Saved untouched data to untouched_incidents_2010.json


In [4]:
# Once we have the mapped table (incidents_table_mapped), we can create dimension tables.  
if 'incidents_table_mapped' in locals():  
    # State dimension  
    states = incidents_table_mapped['State'].dropna().unique()  
    state_dimension = [{'State_ID': i+1, 'State': state} for i, state in enumerate(sorted(states))]  
      
    # GACC dimension  
    gaccs = incidents_table_mapped['GACC'].dropna().unique()  
    gacc_dimension = [{'GACC_ID': i+1, 'GACC': gacc} for i, gacc in enumerate(sorted(gaccs))]  
      
    # Incident Type dimension  
    inc_types = incidents_table_mapped['Inc_Type'].dropna().unique()  

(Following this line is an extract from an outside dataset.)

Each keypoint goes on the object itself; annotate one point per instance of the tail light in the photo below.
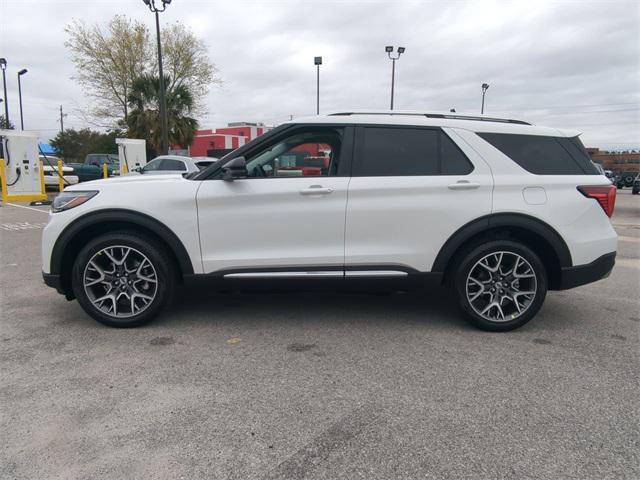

    inc_type_dimension = [{'Inc_Type_ID': i+1, 'Inc_Type': inc_type} for i, inc_type in enumerate(sorted(inc_types))]  
      
    # Cause dimension  
    causes = incidents_table_mapped['Cause'].dropna().unique()  
    cause_dimension = [{'Cause_ID': i+1, 'Cause': cause} for i, cause in enumerate(sorted(causes))]  
      
    # Time dimension (using Start_Date as-is)  
    dates = incidents_table_mapped['Start_Date'].dropna().unique()  
    time_dimension = [{'Date_ID': i+1, 'Date': date} for i, date in enumerate(sorted(dates))]  
      
    # Structure the dimension tables together  
    dimension_tables = {  
        'state_dimension': state_dimension,  
        'gacc_dimension': gacc_dimension,  
        'inc_type_dimension': inc_type_dimension,  
        'cause_dimension': cause_dimension,  
        'time_dimension': time_dimension  
    }  
      
    # Save the dimension tables to a JSON file  
    dimension_filename = 'dimension_tables_2010.json'  
    with open(dimension_filename, 'w') as f:  
        json.dump(dimension_tables, f, indent=4)  
          
    print("\nCreated " + dimension_filename + " with the following dimensions:")  
    print("- State dimension: " + str(len(state_dimension)) + " states")  
    print("- GACC dimension: " + str(len(gacc_dimension)) + " GACCs")  
    print("- Incident Type dimension: " + str(len(inc_type_dimension)) + " types")  
    print("- Cause dimension: " + str(len(cause_dimension)) + " causes")  
    print("- Time dimension: " + str(len(time_dimension)) + " dates")  


Created dimension_tables_2010.json with the following dimensions:
- State dimension: 3 states
- GACC dimension: 2 GACCs
- Incident Type dimension: 1 types
- Cause dimension: 2 causes
- Time dimension: 9 dates